Abu Dhabi (UAE), February 28 : India, on Tuesday, during the World Trade Organization (WTO) negotiation session on agriculture, made a strong and compelling argument to finalize the permanent solution to public stockholding (PSH) and deliver this outcome at MC13, as this has been pending for 11 years.
India recalled the three mandates on PSH from the Bali Ministerial Decision of 2013, the General Council Decision of 2014, and the Nairobi Ministerial Decision of 2015.
"India argued that the focus should not be narrowed down to the trade interests of exporting countries only, the real concern is the food security and livelihood of people. India emphasized that without a permanent solution on PSH, the most critical and long-pending mandated issue at the WTO, developing countries' fight against hunger cannot be won," the official statement said.
India highlighted that the significance of this issue was so high that more than 80 countries representing more than 61 per cent of the world's population from the G33 group of countries, the Africa, Caribbean and Pacific Group (ACP) and the African Groups have co-sponsored a proposal on this subject.
India also recalled the vast differences in the actual per-farmer domestic support provided by different countries, as notified to the WTO.
"Some developed countries provide subsidies that are 200 times than the subsidies provided by the developing countries. It was the membership's duty to ensure a level playing field in international agriculture trade for millions of low-income or resource-poor farmers," the statement added.
India reiterated its preference for adopting a sequential approach.
First and foremost, a permanent solution to the PSH has to be delivered.
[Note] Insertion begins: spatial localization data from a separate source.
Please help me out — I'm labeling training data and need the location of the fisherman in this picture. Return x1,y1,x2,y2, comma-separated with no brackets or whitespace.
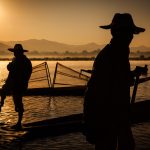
83,13,145,150
0,44,32,129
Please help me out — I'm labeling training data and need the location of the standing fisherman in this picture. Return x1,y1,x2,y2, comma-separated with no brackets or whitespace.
83,13,145,150
0,44,32,129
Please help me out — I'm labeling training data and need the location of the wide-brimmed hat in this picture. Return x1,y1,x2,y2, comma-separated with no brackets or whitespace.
100,13,145,34
8,44,28,53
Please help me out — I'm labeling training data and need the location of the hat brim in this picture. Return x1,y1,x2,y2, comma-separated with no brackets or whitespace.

After that, it is important to protect the treaty-embedded Special and Differential Treatment provisions in the Agreement on Agriculture.
India stated that any derogation in this regard would be unacceptable. After that, if any discussion on the reduction of domestic support commitments takes place, the process should start with eliminating subsidies for countries that provide massive subsidies on a per capita basis.